Returns the next segment of text from the stream terminated by \n, \r, or \r\n.

This method operates inside a synchronized endless loop building up a StringBuffer s.

The loop is like this:

  1. fill() the underlying cb buffer
  2. If the stream ended
    • return s.toString()
  3. Otherwise, iterate through cb looking for a line ending
  4. If a line ending is found
    • append cb through the line ending to s and return it.
  5. Otherwise, repeat the loop.

long skip(long)

1
public long skip(long n) throws IOException;

In a synchronized loop:

  1. If the buffer has all been read fill() it
    • Why? Why copy memory into the buffer unecessarily?
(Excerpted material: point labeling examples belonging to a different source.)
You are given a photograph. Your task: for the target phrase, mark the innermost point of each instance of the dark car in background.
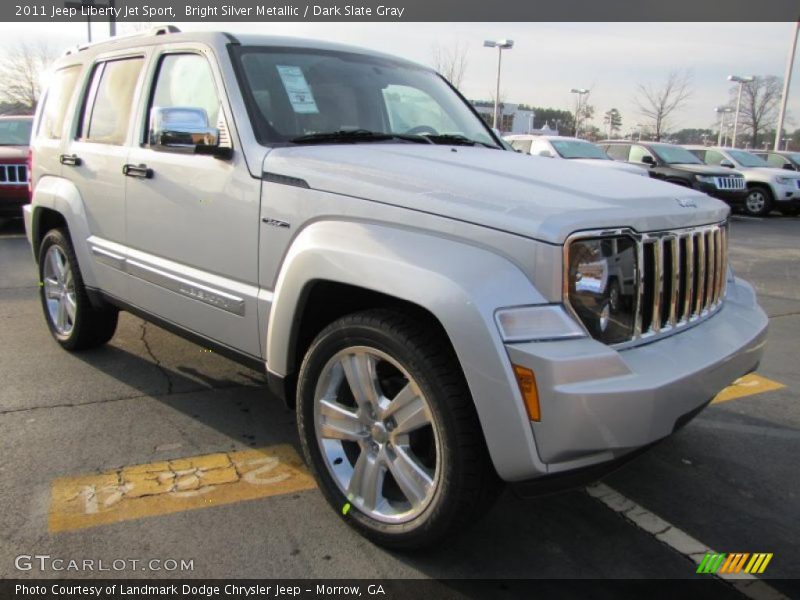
(679, 166)
(780, 159)
(15, 137)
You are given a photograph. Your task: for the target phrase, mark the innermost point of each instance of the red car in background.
(15, 136)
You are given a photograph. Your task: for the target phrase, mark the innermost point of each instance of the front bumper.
(599, 404)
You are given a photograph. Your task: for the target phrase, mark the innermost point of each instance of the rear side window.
(109, 103)
(56, 102)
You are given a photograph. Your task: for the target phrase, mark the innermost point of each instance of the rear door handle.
(70, 159)
(142, 171)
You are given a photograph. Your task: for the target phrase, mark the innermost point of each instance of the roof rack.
(160, 30)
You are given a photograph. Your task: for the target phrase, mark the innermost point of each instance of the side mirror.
(184, 128)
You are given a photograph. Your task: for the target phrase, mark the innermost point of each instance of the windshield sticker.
(297, 89)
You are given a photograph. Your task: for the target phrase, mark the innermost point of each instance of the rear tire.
(389, 429)
(758, 202)
(73, 321)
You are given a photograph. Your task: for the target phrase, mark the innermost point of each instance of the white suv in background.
(568, 148)
(769, 188)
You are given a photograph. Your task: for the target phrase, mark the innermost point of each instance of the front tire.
(73, 321)
(758, 202)
(389, 429)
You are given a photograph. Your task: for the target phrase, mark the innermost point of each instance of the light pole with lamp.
(500, 45)
(581, 93)
(721, 110)
(741, 81)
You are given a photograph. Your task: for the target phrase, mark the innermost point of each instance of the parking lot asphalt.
(729, 479)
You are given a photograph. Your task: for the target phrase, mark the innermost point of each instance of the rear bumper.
(599, 404)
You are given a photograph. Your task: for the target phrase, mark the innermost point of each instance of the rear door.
(193, 219)
(93, 159)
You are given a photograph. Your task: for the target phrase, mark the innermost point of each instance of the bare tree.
(759, 109)
(450, 61)
(21, 72)
(658, 103)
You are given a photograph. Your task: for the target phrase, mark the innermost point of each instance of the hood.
(767, 173)
(613, 164)
(706, 169)
(13, 154)
(531, 196)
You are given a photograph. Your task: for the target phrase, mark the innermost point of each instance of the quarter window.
(56, 102)
(107, 111)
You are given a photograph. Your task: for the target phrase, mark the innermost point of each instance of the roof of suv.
(171, 34)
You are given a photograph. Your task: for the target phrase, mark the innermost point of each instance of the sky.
(548, 59)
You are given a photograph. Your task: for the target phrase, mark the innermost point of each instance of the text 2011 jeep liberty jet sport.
(445, 314)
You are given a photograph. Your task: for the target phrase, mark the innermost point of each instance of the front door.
(193, 219)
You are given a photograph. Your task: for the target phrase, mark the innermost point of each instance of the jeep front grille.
(682, 277)
(730, 183)
(13, 175)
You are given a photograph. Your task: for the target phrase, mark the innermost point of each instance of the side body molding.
(461, 284)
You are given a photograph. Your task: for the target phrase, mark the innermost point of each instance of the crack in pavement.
(122, 398)
(159, 366)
We’re just going to skip some or all of these bytes!
  2. If the buffer is larger than the number of bytes remaining to skip
    • Skip that many bytes into the buffer and return
  3. Otherwise skip over the entire buffer and repeat the loop

boolean ready()

1
public boolean ready() throws IOException;

Tells whether the stream is ready to be read

After acquiring the lock, return try if either the buffer still has unread data, or in.ready() is true (on the underlying Reader in described above).

void close()

1
public void close() throws IOException;

Inside the lock, close and release the underlying Reader in, and release cb.

Conclusion

Those are all the important methods of BufferedReader that don’t involve mark support.

At this point the reader may have a somewhat deeper understanding of how BufferedReader manages to achieve such high speeds. I also pointed out potential inefficiencies in read(char[],int,int) and skip(long), as well as an seemingly unecessary block on a lock before bounds checking in read(char[],int,int).

You may want to refer back to the takeaways in the introduction.